Desserts have a fickle relationship with cocktails. At the best of times, fluffy flips and cocoa-spiked sippers are perfect for someone who prefers to drink their post-prandial goodies. At the worst, dessert drinks are cloyingly sweet concoctions, often drowned in crowns of whipped cream or buried under a flurry of chocolate sprinkles.
Collaborating with a pastry chef might not be top of mind for a bartender, but consider the following: Pastry chefs work with a range of ingredients and have an in-depth knowledge of seasonal produce and a mastery of techniques. For restaurant bartenders, it’s a resource that’s right under their nose.
“So much of what we both do shares a common spark of inspiration,” says Andy Haddock, the head bartender at Terra in West Columbia, S.C. “Crafting both a successful dessert and a successful cocktail requires a firm grasp of how to achieve the proper balance between sweetness, acidity and mouthfeel.”
Scott Stroemer, the head bartender at Chicago’s Pacific Standard Time, seconds this. “Successful bartenders and pastry chefs use flavors and ingredients in much the same way: Fruits and market ingredients are highlighted as primary notes, then wrapped in classic presentations.”
Sharing Is Caring
Pacific Standard Time pastry chef Natalie Saben says that ingredients float symbiotically between the bar and kitchen. Once she has used up all the fruit for her huckleberry compote in her sundae, she hauls quarts of huckleberry juice over to Stroemer, to be used for huckleberry-thyme syrup. During cherry season, Saben whips the fruit into a cherry caramel to top a panna cotta, while Stroemer leverages the leftovers in a cherry-balsamic shrub for his Tart Cherry Spritz.
While ingredient sharing makes sense from both a sustainability and profitability angle, the rallying of ideas pushes both the pastry chef and bartender out of their comfort zones. “There’s a new world of flavor available to me, from ras el hanout [a North African spice blend] and ají amarillo to shiro dashi,” says Stroemer. Together, they’ve brainstormed the use of sumac and Urfa into their respective menus. “Her savory background opens my eyes to possibilities I haven’t thought of, like sumac and burnet with strawberries,” says Stroemer.

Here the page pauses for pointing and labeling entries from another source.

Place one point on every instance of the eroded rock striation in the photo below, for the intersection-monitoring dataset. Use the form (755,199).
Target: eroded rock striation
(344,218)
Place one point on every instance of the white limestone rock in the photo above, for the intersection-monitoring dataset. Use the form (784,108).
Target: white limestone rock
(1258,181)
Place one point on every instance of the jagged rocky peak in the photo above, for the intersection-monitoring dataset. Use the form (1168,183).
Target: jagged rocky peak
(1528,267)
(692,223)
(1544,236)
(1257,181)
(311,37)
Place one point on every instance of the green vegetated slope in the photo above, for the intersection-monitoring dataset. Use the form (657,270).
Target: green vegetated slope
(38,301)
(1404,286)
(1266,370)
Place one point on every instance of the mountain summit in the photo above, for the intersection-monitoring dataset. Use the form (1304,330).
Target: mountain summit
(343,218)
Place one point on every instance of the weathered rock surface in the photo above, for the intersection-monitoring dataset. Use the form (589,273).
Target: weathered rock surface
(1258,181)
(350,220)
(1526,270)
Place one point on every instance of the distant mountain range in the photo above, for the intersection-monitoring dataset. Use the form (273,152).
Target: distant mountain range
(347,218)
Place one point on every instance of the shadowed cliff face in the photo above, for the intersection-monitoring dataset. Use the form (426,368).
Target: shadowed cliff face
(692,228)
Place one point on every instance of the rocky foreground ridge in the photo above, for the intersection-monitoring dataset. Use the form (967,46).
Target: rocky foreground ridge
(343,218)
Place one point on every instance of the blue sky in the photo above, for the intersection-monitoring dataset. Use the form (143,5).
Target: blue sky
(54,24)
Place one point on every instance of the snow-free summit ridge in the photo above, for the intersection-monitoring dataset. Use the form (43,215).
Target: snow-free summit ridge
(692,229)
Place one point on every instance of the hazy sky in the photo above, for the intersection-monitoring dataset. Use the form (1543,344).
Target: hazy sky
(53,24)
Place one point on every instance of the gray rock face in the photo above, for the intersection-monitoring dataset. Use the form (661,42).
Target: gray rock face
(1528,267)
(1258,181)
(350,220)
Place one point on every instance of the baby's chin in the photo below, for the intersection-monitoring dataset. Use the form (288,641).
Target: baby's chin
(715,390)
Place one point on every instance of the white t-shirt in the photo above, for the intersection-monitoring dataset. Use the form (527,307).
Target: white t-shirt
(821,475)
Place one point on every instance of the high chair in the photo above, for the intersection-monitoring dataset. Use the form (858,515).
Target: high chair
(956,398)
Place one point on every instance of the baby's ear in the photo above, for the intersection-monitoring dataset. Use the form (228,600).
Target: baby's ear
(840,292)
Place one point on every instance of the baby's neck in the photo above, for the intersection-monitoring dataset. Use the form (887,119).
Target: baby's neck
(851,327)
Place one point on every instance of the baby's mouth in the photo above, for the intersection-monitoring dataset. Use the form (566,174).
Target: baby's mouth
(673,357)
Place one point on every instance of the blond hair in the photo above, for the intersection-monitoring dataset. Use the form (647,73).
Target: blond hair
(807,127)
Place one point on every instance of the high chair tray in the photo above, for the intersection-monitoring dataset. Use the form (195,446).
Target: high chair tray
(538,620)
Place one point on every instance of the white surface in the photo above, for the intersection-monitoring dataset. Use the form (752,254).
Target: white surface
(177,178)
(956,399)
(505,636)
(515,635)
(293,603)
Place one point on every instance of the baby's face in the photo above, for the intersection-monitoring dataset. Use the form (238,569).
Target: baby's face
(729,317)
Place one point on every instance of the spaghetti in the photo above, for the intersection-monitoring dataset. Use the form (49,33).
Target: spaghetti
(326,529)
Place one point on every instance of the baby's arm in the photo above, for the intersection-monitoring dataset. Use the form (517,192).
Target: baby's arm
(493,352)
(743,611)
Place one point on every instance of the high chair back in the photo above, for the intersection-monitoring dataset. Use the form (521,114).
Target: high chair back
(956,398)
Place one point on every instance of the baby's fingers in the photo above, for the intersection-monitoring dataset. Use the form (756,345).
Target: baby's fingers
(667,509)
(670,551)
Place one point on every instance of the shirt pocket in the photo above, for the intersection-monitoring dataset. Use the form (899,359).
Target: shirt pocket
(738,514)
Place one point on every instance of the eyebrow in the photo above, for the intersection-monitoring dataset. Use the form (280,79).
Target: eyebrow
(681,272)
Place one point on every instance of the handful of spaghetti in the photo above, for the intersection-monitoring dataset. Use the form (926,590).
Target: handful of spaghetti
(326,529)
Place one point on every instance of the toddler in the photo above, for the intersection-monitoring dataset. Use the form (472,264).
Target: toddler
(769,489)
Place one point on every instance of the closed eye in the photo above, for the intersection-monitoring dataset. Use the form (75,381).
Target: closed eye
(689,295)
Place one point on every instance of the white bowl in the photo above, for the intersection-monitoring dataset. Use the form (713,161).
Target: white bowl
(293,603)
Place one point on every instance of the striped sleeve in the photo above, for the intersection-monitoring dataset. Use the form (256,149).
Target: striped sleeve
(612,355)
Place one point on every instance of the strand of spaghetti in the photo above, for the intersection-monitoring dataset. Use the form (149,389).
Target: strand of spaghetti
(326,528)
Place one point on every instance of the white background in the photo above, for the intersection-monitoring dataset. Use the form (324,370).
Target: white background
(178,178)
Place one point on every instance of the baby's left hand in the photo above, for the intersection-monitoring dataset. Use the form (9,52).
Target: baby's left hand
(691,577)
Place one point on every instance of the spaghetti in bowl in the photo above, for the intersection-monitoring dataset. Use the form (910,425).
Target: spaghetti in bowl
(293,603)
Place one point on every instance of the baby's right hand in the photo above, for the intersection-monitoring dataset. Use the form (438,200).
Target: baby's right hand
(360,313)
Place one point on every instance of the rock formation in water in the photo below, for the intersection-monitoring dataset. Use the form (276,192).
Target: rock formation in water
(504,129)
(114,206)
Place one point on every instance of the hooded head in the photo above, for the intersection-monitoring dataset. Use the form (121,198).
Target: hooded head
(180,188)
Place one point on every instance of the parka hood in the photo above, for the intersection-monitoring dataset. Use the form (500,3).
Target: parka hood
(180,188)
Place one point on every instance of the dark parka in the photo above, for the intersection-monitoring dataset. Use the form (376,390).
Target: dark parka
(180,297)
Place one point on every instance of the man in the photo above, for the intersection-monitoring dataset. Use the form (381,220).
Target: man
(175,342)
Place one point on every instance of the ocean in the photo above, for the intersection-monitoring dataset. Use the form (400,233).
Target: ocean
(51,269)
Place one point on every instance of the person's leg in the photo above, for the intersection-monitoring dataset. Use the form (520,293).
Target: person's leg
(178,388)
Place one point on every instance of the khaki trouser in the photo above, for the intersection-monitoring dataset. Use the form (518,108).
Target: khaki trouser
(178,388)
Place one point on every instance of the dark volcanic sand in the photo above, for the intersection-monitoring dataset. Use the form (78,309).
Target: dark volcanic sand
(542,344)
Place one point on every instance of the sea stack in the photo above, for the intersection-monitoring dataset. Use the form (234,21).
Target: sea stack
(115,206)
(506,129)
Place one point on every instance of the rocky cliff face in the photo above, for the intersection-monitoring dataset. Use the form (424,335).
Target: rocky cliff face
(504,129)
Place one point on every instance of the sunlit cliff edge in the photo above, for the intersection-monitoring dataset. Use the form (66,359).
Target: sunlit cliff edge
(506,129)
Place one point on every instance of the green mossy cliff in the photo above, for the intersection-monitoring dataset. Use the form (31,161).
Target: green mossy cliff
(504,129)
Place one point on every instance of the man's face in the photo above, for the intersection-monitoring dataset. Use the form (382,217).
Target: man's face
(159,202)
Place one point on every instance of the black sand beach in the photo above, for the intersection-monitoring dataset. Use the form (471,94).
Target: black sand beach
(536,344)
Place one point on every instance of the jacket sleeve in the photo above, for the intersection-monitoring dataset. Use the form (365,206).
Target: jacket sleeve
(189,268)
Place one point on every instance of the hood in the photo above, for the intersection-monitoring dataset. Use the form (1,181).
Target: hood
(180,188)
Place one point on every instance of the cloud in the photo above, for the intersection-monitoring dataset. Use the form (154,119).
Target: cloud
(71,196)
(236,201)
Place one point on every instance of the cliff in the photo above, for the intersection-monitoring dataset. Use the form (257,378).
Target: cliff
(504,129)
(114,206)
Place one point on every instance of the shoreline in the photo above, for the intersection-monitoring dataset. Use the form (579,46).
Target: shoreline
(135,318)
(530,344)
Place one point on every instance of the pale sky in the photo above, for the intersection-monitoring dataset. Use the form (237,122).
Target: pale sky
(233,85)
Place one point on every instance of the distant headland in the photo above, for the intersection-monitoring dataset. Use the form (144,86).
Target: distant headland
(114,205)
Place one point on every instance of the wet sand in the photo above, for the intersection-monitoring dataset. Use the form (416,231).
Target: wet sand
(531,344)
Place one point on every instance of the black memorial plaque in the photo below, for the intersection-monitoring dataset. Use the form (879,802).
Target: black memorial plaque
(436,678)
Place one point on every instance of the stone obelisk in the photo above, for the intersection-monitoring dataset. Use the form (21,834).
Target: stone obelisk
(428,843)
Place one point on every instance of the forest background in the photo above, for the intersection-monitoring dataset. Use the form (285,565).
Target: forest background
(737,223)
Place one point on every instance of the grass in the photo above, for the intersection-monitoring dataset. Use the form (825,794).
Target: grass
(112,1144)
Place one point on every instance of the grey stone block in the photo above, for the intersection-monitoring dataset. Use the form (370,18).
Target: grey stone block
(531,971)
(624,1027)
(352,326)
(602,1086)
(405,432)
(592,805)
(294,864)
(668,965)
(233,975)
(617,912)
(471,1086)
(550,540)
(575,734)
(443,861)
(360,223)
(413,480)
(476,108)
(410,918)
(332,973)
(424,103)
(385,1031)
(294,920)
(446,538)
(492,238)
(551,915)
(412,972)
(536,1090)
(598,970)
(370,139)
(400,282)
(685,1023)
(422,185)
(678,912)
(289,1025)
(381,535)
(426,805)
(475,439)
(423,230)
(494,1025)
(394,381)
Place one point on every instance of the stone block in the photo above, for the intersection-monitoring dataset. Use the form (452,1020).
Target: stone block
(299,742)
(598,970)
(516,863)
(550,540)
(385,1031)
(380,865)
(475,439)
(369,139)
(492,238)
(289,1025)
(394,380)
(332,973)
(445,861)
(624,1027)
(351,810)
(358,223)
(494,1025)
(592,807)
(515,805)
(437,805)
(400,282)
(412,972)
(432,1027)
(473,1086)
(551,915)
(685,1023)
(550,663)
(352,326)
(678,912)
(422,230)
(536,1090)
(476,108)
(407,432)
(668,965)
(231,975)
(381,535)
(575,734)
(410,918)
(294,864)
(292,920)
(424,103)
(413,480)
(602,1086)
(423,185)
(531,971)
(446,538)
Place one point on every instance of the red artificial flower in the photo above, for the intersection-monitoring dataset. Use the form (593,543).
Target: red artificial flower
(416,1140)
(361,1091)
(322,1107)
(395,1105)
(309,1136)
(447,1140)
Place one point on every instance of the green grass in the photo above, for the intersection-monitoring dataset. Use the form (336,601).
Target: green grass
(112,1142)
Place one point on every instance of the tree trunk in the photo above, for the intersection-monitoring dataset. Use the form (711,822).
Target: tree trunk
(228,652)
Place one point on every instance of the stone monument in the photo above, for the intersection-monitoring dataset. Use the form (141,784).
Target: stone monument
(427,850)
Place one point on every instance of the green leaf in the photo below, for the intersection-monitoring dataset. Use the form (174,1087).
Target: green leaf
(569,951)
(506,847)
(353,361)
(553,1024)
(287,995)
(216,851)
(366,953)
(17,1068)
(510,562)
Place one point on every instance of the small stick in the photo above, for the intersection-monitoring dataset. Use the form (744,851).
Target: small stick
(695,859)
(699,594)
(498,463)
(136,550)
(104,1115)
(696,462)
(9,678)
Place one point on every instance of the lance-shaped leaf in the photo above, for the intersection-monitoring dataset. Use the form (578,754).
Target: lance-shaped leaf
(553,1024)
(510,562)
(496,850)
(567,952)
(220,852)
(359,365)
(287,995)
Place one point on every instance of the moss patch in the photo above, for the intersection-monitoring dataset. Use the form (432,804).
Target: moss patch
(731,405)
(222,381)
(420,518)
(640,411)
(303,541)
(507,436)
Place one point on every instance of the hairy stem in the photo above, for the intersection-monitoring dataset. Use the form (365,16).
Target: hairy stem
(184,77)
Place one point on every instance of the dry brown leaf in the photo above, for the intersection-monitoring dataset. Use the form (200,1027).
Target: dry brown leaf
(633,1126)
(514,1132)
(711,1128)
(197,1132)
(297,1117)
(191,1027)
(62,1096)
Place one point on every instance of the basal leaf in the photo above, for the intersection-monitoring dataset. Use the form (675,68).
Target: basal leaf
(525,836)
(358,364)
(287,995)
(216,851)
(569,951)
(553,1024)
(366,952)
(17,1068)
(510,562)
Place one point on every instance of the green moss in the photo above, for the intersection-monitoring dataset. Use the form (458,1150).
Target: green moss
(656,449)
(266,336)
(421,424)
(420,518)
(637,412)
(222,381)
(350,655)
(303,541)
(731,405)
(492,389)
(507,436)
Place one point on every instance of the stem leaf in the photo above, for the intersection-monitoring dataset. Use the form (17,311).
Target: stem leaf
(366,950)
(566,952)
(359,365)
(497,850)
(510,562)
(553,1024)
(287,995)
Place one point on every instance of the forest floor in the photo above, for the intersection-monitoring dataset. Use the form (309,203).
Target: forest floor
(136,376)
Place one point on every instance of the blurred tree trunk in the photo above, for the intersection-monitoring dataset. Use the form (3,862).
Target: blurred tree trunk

In turn, working collaboratively with the pastry chef can open doors to new techniques, ones not available with the usual toolkit behind the bar. “My favorite thing [pastry chef] Charley Scruggs helps us with is garnishes,” says Haddock. “Everything from tuiles of sugars to wafers to interesting foams.”
Keeping It Local
A working relationship with local markets and farmers helps wave a banner for locality. “The relationships she has cultivated with farmers go back years,” says Stroemer of Saben, who heads to the market each week. She brings her treasures back to work, where the duo sits down and maps out complementing flavors. When blueberries were in season, they were paired with mint, in a cornmeal tart with blueberry compote and mint ice cream on the pastry side and, at the bar, a blueberry gin fizz garnished with mint. “Working with seasonal ingredients also means that our cocktail menu is constantly changing depending on what fruit is at its best,” he says.
Low Sugar Levels
While pastry chefs may seem like the source for all things saccharine, they can act as an excellent resource for learning to level the scales and balance a cocktail. “Too much sweet-on-sweet is cloying and can make a drink or dessert flabby,” says Scruggs. “We try to work with elements that offer complexity and depth while keeping our eye on balance.”
Scruggs recommends deploying acid to temper sweetness, avoiding the overtly sugary tropes of a dessert cocktail. “Start with flavors that allow acidity or that don’t inherently carry too much residual sugar,” he says.
Stroemer favors Italian bitters. “They help level sweetness while adding flavor,” he says. “And they pair well with peak-season fruits. Zucca pairs beautifully with strawberries, and Campari works with just about everything sweet and bright.”
As much as bartenders have something to learn from pastry chefs, it’s a collegial relationship. “I taught her to use booze in everything,” says Stroemer. When Saben was working on a citrus pavlova recipe, she was stumped on how to bring out the flavors, until Stroemer suggested Campari and gin. It was just what the dessert needed.
Haddock introduced Scruggs to bitters. “Now, I’m playing around with adding Andy’s assortment of house-made bitters to dessert elements, in fruit purées and ice creams,” says Scruggs.
At Toronto’s Alobar, chef Matthew Betsch consults with the head bartender on which rums work best on a house-made spiked ice cream but also on pricing. “I suggested the El Dorado 25-year-old, not realizing how expensive it was. I spoke with our head bartender, and he suggested the 12-year-old. It is more reasonably priced and brings deeper flavor to the ice cream.”
Once the bond between pastry and bar is forged, the possibilities are endless. “We’ve done a cocoa-nib-infused Campari and dehydrated Grand Marnier,” says Haddock. “We crystalized it for garnish. Once, we topped a sherry cocktail with jagerwurst.”